Mieszyslaw Weinberg - Die Kammermusik (außer Streichquartette)

  • Wenn man das Oeuvre von Weinberg und Schostakowitsch vergleicht, gibt es einen wesentlichen Unterschied, Weinberg hat deutlich mehr Kammermusik für einzelne Instrumente und Duos geschrieben. Darunter sind nicht weniger als fünf Violinsonaten und zwei Cellosonaten. Weinberg greift auch in seit Bach nicht mehr bekanntem Maße die Tradition der Kompositionen für unbegleitete Soloinstrumente auf, 3 für Violine, 4 für Viola, 4 für Cello und sogar 1 für Kontrabass.

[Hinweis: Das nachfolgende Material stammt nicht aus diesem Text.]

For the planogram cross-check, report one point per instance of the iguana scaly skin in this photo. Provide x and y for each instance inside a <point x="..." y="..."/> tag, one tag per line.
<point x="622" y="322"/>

Da es sich hierbei nach meinen ersten Eindrücken durchgängig um spiel- und hörtechnisch dankbare Stücke handelt, ist es nicht verwunderlich, dass diese von den Solisten gerne aufgegriffen werden und weitgehend schon eingespielt sind. Eine Auswahl davon soll hier im Laufe der Zeit vorgestellt werden. Dies ist meine vierter und letzter Thread über Weinberg. Seine Klaviermusik, seine Lieder und seine Opern darf jemand anderes übernehmen.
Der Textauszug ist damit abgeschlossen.